A Systematic Review and Meta-Analysis of Arterial Spin Labeling Magnetic Resonance Imaging Studies in Psychosis Spectrum Disorders

Introduction: Alterations in cerebral blood flow (CBF) in subjects with psychosis spectrum disorders (PSD) and clinical high-risk (CHR) states may provide insights into the pathophysiologyofthese disorders. Arterial spin labeling (ASL) facilitated a more comprehensive examination of CBF in these subjects. This meta-analysis synthesizes findings on CBF in PSDs and CHR states, addressing literature gaps.

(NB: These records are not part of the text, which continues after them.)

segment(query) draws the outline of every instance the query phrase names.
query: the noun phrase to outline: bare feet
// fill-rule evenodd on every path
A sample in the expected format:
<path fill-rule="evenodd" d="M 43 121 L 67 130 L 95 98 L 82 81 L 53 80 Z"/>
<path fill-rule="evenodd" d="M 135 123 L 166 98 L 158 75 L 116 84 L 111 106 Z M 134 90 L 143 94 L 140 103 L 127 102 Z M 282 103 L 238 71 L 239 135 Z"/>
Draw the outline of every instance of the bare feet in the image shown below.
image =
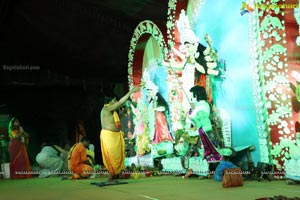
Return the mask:
<path fill-rule="evenodd" d="M 71 177 L 72 180 L 76 180 L 76 179 L 80 179 L 80 175 L 79 174 L 76 174 L 74 173 L 73 176 Z"/>
<path fill-rule="evenodd" d="M 109 174 L 107 182 L 118 182 L 118 178 L 119 178 L 119 175 L 113 176 L 113 175 Z"/>
<path fill-rule="evenodd" d="M 189 178 L 193 173 L 192 169 L 189 169 L 188 172 L 186 173 L 186 175 L 184 176 L 184 178 Z"/>

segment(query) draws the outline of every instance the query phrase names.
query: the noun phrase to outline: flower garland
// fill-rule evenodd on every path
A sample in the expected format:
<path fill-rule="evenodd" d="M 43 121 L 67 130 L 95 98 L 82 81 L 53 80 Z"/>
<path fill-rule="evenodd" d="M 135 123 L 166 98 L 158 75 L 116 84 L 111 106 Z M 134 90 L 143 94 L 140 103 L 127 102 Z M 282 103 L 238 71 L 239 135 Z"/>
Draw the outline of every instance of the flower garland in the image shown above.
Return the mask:
<path fill-rule="evenodd" d="M 254 5 L 252 0 L 249 4 Z M 269 130 L 267 125 L 267 108 L 266 102 L 264 101 L 263 94 L 263 79 L 262 73 L 259 66 L 259 22 L 257 9 L 254 10 L 253 14 L 248 15 L 249 22 L 249 56 L 250 56 L 250 66 L 252 71 L 252 88 L 253 88 L 253 100 L 256 112 L 256 126 L 258 132 L 259 149 L 260 149 L 260 159 L 261 162 L 269 163 L 270 154 L 268 148 L 269 142 Z"/>
<path fill-rule="evenodd" d="M 133 61 L 136 45 L 140 37 L 144 34 L 150 34 L 156 39 L 159 44 L 160 49 L 163 52 L 164 57 L 167 55 L 167 44 L 165 42 L 164 36 L 158 26 L 150 20 L 142 21 L 135 28 L 133 37 L 130 41 L 129 53 L 128 53 L 128 85 L 130 88 L 133 87 Z"/>
<path fill-rule="evenodd" d="M 167 20 L 167 39 L 168 47 L 171 49 L 175 43 L 175 14 L 177 0 L 169 0 L 168 3 L 168 20 Z"/>

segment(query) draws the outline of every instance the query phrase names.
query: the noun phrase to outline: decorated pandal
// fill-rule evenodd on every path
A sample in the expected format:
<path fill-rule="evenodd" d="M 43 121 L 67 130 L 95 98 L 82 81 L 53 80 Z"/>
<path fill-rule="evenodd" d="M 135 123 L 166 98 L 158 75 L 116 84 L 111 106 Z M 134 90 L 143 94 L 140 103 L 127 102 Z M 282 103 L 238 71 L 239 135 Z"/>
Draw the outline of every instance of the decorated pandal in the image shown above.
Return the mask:
<path fill-rule="evenodd" d="M 286 35 L 281 33 L 284 22 L 275 25 L 277 11 L 263 13 L 260 19 L 252 13 L 247 23 L 235 26 L 245 28 L 247 40 L 238 40 L 245 34 L 234 35 L 228 27 L 218 27 L 226 38 L 203 22 L 213 15 L 205 10 L 212 4 L 169 0 L 166 24 L 146 20 L 136 27 L 129 49 L 128 83 L 143 87 L 127 102 L 123 115 L 125 166 L 161 166 L 162 171 L 182 173 L 192 169 L 207 175 L 210 163 L 220 162 L 231 152 L 229 156 L 241 153 L 236 162 L 247 158 L 248 162 L 270 163 L 279 174 L 300 179 L 300 171 L 294 170 L 300 166 L 299 113 L 291 111 L 298 87 L 293 92 L 288 84 L 299 84 L 300 79 L 286 78 L 288 73 L 299 76 L 300 67 L 287 61 L 286 39 L 277 37 L 275 44 L 272 40 L 275 32 Z M 229 12 L 226 16 L 232 17 Z M 264 20 L 271 20 L 268 28 L 273 35 L 266 36 Z M 222 26 L 221 22 L 211 24 Z M 262 44 L 258 35 L 273 43 Z M 232 43 L 222 46 L 227 40 L 220 38 Z M 233 49 L 236 46 L 241 49 Z M 247 62 L 232 54 L 241 54 Z M 194 86 L 204 88 L 209 106 L 195 100 L 190 92 Z M 200 129 L 193 121 L 196 116 L 202 120 Z"/>

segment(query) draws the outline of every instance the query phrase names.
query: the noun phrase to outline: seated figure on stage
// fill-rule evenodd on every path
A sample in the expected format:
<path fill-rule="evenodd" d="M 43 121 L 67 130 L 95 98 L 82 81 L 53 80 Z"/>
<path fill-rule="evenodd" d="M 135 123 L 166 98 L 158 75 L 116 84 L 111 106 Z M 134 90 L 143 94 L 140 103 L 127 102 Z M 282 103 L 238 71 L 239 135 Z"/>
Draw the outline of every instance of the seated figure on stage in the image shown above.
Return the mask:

Methods: A systematic literature search of the PubMed database was performed using a protocol based on the PRISMA statement and the recommendations of the MOOSE group. Studies eligible for inclusion in the review involved: I) individuals with PSD, first-episode psychosis or CHR state, II) had healthy controls for comparison, III) neuroimaging should be performed with MRI using the pseudo-continuous ASL method, IV) resting cerebral blood flow (rCBF) should be recorded. Information related to participants, CBF analyses, and results were systematically extracted. Results: The PubMed search for the meta-analysis identified 69 publications, including 24 articles that met the inclusion criteria for the meta-analysis, representing 491 SSD patients, 185 CHR states, and 554 controls. Studies included rCBFs for the whole brain, gray matter, and striatum. The meta-analysis results indicated that patients with PSD had decreased gray matter rCBF compared to controls (Hedge's g=0.33, 95% CI [0.08, 0.57]), but no difference in the whole brain (Hedge's g=0.09, 95% CI [-0.70, 0.88] and striatum rCBF (Hedge's g=0.38, 95% CI [-0.23, 1.00]). Additionally, subjects with CHR state showed no differences in the striatum rCBF compared to the controls (Hedge's g=-0.15, 95% CI [-0.80, 0.51]). Conclusions: This suggests that although perfusion changes in gray matter are present in PSD, they may not extend to wider brain regions or specific structures such as the striatum. Furthermore, the results imply that rCBF may be differentially regulated in subjects with PSD and CHR. Updated findings highlight hemodynamic correlations in PSD pathophysiology.